The aim of this research is to establish a pathologic cancer staging by measuring Cell Growth Energy (CGE) contributes to treatment management and helps to administer the appropriate low-waste dose for all cancer therapies. Regarding cancer as a cell cycle disruption disease; Nitrogen-containing bisphosphonates (NBP) Alendronate (ALN) of different concentrations were added to samples of Normal Human Epidermal Keratinocytes (NHEKs) (20,000Cell /sample) to inhibit their growth rate to model cancer effects on normal cells, [~(14)C] thymidine was added at 0.5 μCi/ml to each of control sample and those of cell cycle arrest (with NBPs) to monitor the Cell Growth Energy (CGE) which expresses all aberrant activations of cell that lead to cancer development and simply describes the cancer stage of the cell.

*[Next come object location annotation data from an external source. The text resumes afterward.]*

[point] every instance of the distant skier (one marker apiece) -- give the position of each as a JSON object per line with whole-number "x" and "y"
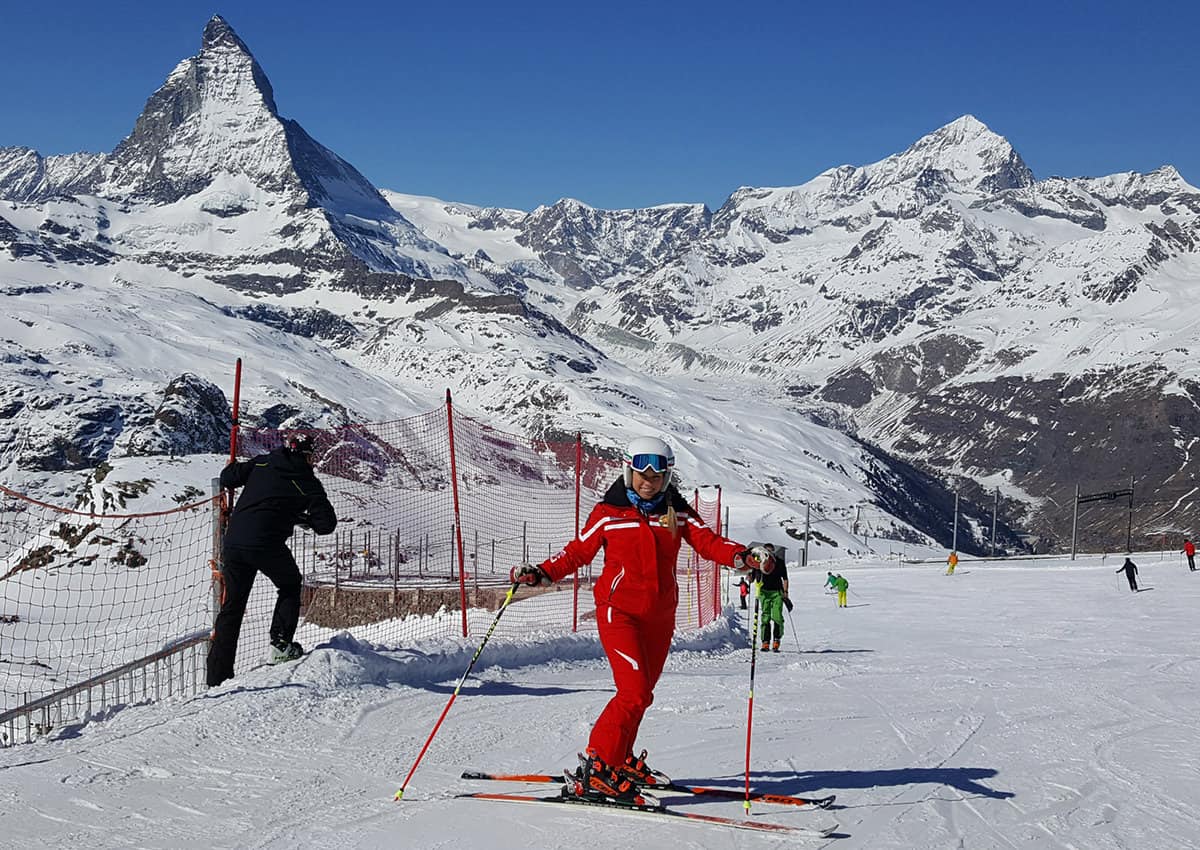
{"x": 841, "y": 586}
{"x": 1131, "y": 569}
{"x": 772, "y": 581}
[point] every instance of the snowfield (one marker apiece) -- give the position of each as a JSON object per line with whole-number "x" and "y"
{"x": 1033, "y": 704}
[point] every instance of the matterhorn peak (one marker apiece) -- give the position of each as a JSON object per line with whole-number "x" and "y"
{"x": 219, "y": 34}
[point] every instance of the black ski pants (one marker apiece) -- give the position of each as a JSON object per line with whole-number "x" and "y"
{"x": 241, "y": 563}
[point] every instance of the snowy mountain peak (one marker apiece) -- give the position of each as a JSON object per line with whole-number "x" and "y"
{"x": 965, "y": 155}
{"x": 214, "y": 114}
{"x": 219, "y": 34}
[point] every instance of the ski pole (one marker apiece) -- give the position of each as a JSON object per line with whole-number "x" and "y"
{"x": 508, "y": 598}
{"x": 754, "y": 658}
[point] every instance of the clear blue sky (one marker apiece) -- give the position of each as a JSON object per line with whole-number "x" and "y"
{"x": 636, "y": 103}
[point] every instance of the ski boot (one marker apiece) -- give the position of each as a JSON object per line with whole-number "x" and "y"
{"x": 642, "y": 774}
{"x": 283, "y": 651}
{"x": 594, "y": 780}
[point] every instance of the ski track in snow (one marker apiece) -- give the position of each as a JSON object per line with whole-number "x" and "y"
{"x": 1006, "y": 707}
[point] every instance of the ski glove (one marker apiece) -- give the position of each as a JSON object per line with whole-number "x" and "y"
{"x": 755, "y": 557}
{"x": 531, "y": 575}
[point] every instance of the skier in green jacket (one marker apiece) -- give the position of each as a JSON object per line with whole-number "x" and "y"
{"x": 841, "y": 586}
{"x": 772, "y": 582}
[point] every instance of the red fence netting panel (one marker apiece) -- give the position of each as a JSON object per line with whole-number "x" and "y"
{"x": 83, "y": 593}
{"x": 394, "y": 562}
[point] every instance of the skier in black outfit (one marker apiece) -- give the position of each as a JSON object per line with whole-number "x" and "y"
{"x": 1131, "y": 569}
{"x": 280, "y": 491}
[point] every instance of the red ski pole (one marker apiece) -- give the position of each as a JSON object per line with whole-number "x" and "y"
{"x": 754, "y": 659}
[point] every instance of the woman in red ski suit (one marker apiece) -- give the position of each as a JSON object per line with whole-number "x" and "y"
{"x": 640, "y": 524}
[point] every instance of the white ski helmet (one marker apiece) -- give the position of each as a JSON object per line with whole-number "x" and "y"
{"x": 648, "y": 453}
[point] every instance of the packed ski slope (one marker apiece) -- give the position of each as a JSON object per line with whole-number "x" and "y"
{"x": 1037, "y": 704}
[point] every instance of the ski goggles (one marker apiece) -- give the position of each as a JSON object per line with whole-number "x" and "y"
{"x": 652, "y": 462}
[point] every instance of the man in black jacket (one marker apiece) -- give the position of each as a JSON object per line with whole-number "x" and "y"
{"x": 280, "y": 491}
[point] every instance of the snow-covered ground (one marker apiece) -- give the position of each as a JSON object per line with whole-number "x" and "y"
{"x": 1023, "y": 705}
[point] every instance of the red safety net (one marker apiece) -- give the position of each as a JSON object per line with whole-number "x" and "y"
{"x": 83, "y": 593}
{"x": 414, "y": 557}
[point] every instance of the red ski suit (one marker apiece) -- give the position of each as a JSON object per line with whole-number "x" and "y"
{"x": 636, "y": 598}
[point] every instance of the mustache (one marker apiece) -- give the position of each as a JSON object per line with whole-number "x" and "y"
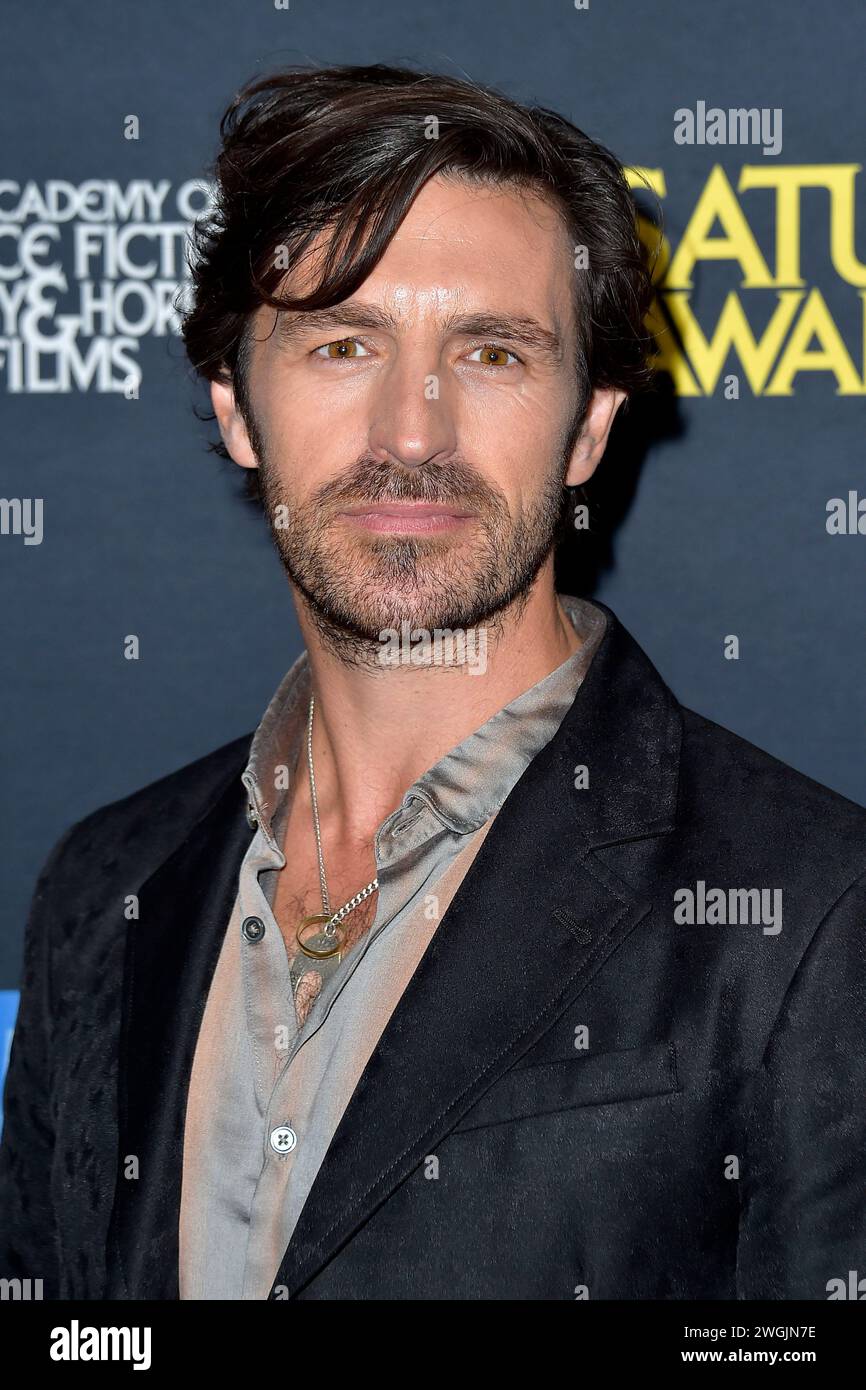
{"x": 376, "y": 481}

Radioactivity incorporated (% of control) at 37℃ was determined as a measure of cell rate of growth at 24-h intervals for 3 days using a Top Count NTX micro plate scintillation counter. NHEKs rate of growth for sample with NBP of concentration 10 μM ALN was the closest to that of induced carcinomas, equivalent to 87% of that of the normal counterpart as measured by [~(14)C ] thymidine incorporation (p<0.001). As inhibition to rate of growth of this sample was 13% compared to the control, cell doubling time was increased consequently to 1.13 times that of cells of the control sample. By equalizing growth energy of this sample to the energy of the induced inhibition to [~(14)C] thymidine incorporation, CGE gained due to cell cycle arrest was 4862 MeV =0.21 Emad. According to Emad formula the corresponding cell doubling time is 1.12 times that of cells at the stage of Natural Background Radiation. This is 99% identical to what has been measured experimentally at 1.13 times that of control cells to confirm and provide a clear-cut criterion for accepting the CGE test for cancer staging.